Touch Of Death is a fairly typical serial killer film in some ways - it tells the story of Lester Parson, a crazed psychopath who lures women to his secluded home and murders them after making videotapes of himself boning them silly. Where this movie differs from others is the fact that it is essentially a black comedy - except it's not very funny.
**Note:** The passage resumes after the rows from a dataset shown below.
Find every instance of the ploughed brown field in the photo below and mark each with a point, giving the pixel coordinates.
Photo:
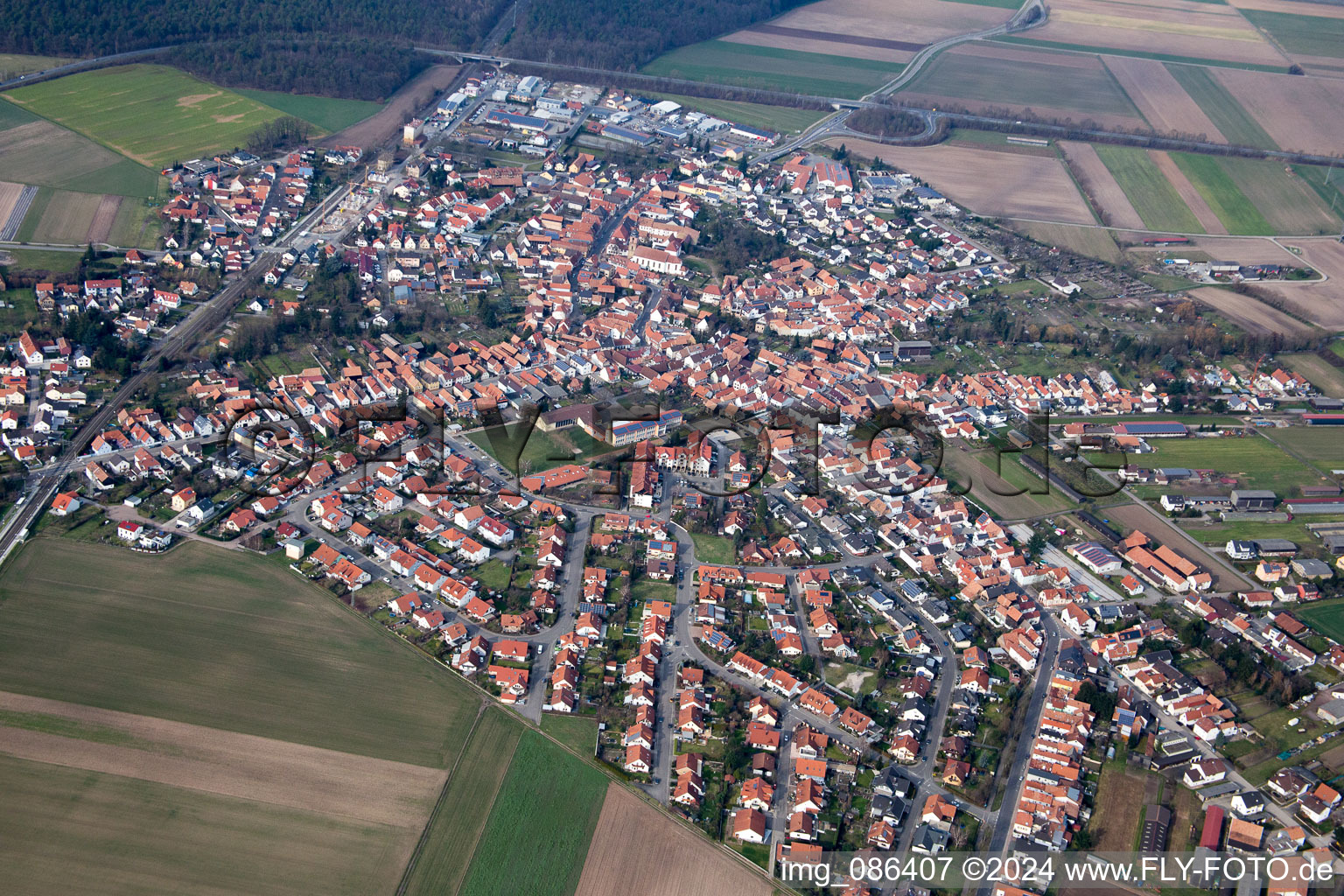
(1116, 208)
(1187, 192)
(882, 30)
(1176, 27)
(640, 850)
(1160, 97)
(1298, 112)
(382, 125)
(988, 182)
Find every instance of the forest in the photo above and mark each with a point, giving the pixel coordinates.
(626, 34)
(356, 49)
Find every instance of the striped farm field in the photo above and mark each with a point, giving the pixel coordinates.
(550, 801)
(1228, 116)
(1148, 190)
(1219, 190)
(150, 115)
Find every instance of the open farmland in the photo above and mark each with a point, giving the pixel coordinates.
(550, 801)
(324, 113)
(772, 69)
(220, 762)
(203, 637)
(880, 30)
(1300, 34)
(1326, 617)
(1221, 193)
(19, 63)
(34, 150)
(988, 182)
(639, 850)
(152, 115)
(75, 830)
(1100, 186)
(1173, 27)
(382, 125)
(456, 830)
(1219, 107)
(1160, 97)
(1153, 196)
(1291, 109)
(1092, 242)
(66, 218)
(1320, 303)
(1249, 312)
(1050, 83)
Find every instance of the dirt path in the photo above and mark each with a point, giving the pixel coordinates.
(222, 762)
(1208, 220)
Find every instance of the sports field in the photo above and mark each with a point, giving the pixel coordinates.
(538, 833)
(152, 115)
(773, 69)
(1256, 461)
(220, 640)
(1148, 190)
(326, 113)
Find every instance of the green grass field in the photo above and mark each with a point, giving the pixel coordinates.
(1148, 190)
(1308, 35)
(23, 312)
(453, 833)
(1138, 54)
(1318, 444)
(1228, 116)
(73, 830)
(752, 115)
(577, 732)
(1289, 203)
(326, 113)
(34, 150)
(1326, 617)
(1221, 192)
(1253, 459)
(1088, 92)
(220, 640)
(538, 833)
(714, 549)
(770, 69)
(20, 63)
(40, 260)
(152, 115)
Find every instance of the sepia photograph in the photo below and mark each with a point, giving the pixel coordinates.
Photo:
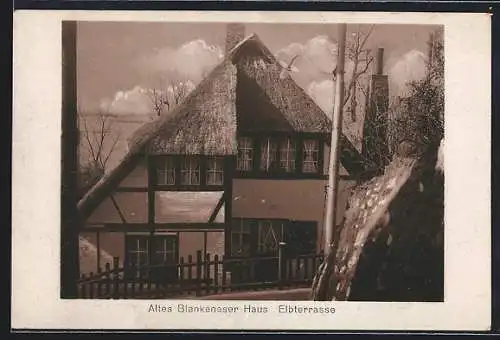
(260, 161)
(251, 170)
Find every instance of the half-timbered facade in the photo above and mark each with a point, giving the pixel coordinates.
(234, 170)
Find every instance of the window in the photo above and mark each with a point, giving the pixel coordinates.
(287, 155)
(137, 250)
(190, 171)
(240, 238)
(166, 171)
(215, 171)
(268, 155)
(245, 154)
(269, 237)
(311, 156)
(163, 251)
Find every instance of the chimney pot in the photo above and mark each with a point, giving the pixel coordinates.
(235, 32)
(380, 61)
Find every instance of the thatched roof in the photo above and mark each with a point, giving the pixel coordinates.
(268, 102)
(207, 121)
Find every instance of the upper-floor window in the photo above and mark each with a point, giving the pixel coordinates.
(278, 156)
(244, 160)
(268, 154)
(190, 171)
(310, 161)
(288, 151)
(166, 171)
(215, 171)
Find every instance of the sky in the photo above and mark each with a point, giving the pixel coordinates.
(119, 62)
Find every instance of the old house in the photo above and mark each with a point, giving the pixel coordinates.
(234, 170)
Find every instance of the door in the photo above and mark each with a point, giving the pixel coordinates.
(269, 236)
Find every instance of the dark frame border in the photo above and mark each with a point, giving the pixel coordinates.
(304, 6)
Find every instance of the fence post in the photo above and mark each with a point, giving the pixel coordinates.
(107, 270)
(199, 263)
(281, 263)
(83, 287)
(116, 278)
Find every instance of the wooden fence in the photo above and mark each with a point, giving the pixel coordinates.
(199, 276)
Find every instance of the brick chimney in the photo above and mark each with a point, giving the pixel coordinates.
(235, 32)
(375, 148)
From the get-go Touch Of Death is a grime-fest. The opening scene finds Lester chowing down on human flesh while watching a video of a girl stripping (who later turns out to be the person he's chomping on), before chopping the body up with a chainsaw, grinding the meat and feeding it to his pigs. Now, normally this would be stuff of trash dreams but even at this early stage it's clear Touch Of Death is just not going to deliver the goods. The gore effects are terrible, much like those of Cat In The Brain, all plastic limbs and red paint (a couple of scenes from Touch Of Death were actually used in Cat In The Brain later on). There are only a handful of violent scenes in the film, and only one of those manages to seem convincing in any way. The high/low point of the film comes when Lester bludgeons a girl half to death with an iron bar, before shoving her head in the microwave and melting her head off. It's an arresting scene, for sure, but in all honesty it sticks out like a sore thumb amongst all the botched attempts at comedy.


It's still hard to gauge just how intentional the more comedic aspects of the movie are, but either way they don't really work. Even the more slapstick elements are strained - one scene that features Lester trying to prop a body upright in the front seat of his car is excruciating, ambling on for more than two minutes for no reason other than to stretch out the running time presumably. Don't get me wrong, there are a few laughs, especially the death of the homeless guy, but these moments are few and far between. TOD isn't helped by it's score either, with the same cheap-sounding pieces being used over and over into infinity - it's a far cry from the amazing Fabio Frizzi score for City Of The Living Dead.

Of course, many of Fulci's earlier films could be considered "slow", but they had that uniquely surreal atmosphere to make up for it. Not so with Touch Of Death - it has countless scenes that go on for at least twice as long as they should, contributing to what must have been one of the most boring horror films I've ever seen. If this movie had been 40 minutes long, with twice as many death scenes, it would have been great. As it is, it more than outstays its welcome at 80 minutes.


I really wanted to like Touch Of Death, but it's just not that fun to watch, and ends up being a bit of a chore. I'll stick with the classics if it's all the same, Lucio.